A while back, I started following a cert petition in Williams v. Johnson, a habeas case presenting a somewhat troubling procedural technicality. (Prior posts here and here.) The Supreme Court had already heard and written an opinion in the case earlier, and the opinion addressed a procedural question — the standard of review on federal habeas for certain decisions from state court. The Court concluded that in general, state courts receive deference even when they do not explicitly address a legal issue, and that such deference was appropriate in Ms. Williams’s case.
Because the Ninth Circuit had not applied deference, one would expect the case to be remanded to them to apply the proper standard. And it would have been, but for one sentence in the introduction of the Court’s opinion, which said:
Applying this rule in the present case, we hold that the federal claim at issue here (a Sixth Amendment jury trial claim) must be presumed to have been adjudicated on the merits by the California courts, that this presumption was not adequately rebutted, that the restrictive standard of review set out in §2254(d)(2) consequently applies, and that under that standard respondent is not entitled to habeas relief.
That bolded part of the sentence is the only part of the Supreme Court’s opinion that discussed the merits of Ms. Williams’s case, but the Ninth Circuit concluded that it foreclosed them from considering her claim. I thought this was quite troubling — either the Court had inadvertently foreclosed review (perhaps through an editing error), or else the Court had intentionally foreclosed review with absolutely no explanation or legal reasoning.
But the Supreme Court’s cert. process worked. After Ms. Williams’s petition, the Court called for a response from the State (which I discussed here). It considered the petition at four successive conferences, and then today, on its final orders list of the term, it issued the following order:
The motion for leave to proceed in forma pauperis and the petition for a writ of certiorari are granted. The judgment of the United States Court of Appeals for the Ninth Circuit is vacated, and the case is remanded for consideration of petitioner’s Sixth Amendment claim under the standard set forth in 28 U. S. C. §2254(d).
It is so ordered.
That means the case will at last be remanded to the Ninth Circuit to decide whether Ms. Williams’s constitutional claim meets the AEDPA standard. I do not have a view about what the right answer to this question is, though I think it is good and important that the question will now be handled in a procedurally sound way.

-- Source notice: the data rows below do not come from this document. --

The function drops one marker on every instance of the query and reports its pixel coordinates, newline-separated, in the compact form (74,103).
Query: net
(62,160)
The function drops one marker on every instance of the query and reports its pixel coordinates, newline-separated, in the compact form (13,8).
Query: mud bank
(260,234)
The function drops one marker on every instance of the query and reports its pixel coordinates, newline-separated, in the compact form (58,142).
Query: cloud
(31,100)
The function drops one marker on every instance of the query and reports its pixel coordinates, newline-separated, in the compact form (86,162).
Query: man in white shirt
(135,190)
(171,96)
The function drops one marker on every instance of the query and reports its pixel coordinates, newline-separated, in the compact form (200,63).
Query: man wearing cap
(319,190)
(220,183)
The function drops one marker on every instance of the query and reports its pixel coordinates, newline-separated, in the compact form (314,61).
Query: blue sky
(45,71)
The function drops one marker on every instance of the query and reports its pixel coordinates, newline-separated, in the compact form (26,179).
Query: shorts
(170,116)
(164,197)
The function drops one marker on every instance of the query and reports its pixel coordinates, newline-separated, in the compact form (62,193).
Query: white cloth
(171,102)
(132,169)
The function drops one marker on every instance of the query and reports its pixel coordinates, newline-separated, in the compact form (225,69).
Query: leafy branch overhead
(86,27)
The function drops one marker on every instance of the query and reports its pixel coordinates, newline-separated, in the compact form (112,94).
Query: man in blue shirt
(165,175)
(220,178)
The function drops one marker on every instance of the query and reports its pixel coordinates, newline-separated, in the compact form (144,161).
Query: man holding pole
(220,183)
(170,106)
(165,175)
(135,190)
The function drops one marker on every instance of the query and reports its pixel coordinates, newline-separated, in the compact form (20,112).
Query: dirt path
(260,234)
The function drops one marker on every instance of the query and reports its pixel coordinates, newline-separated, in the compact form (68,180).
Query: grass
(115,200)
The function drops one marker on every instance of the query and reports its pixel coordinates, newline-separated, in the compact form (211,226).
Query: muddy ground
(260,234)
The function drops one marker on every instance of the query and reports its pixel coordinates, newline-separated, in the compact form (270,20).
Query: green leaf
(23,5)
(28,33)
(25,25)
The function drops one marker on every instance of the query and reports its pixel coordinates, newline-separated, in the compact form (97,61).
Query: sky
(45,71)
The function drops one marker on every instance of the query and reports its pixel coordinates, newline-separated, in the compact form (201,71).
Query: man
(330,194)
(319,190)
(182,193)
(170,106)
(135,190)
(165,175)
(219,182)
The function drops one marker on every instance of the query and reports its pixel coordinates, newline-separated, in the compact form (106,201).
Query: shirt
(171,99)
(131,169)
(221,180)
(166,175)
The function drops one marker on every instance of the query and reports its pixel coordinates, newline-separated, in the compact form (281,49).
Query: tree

Congratulations are of course due to Steve Klepper and his co-counsel for getting a remand. But they are also due to the Court. It would have been easy to ignore the petition. I’m sure some of the Justices think the claims lack merit, and even if not, the Court often resists claims for “error correction” (although not always). And apart from that, it’s easy for a single IFP petition to slip through the cracks, given the press of petitions the justices and clerks have to deal with every year. Even Supreme Court nerd John Elwood called the case “a particularly tough slog.”
With all of the hubbub recently about mistakes in Supreme Court opinions, and with all of the usual term-end grousing about how the Court is too divided, or too conservative, or not conservative enough or too divided, the Court probably won’t get any credit for this kind of unglamorous, procedural ruling. But it should.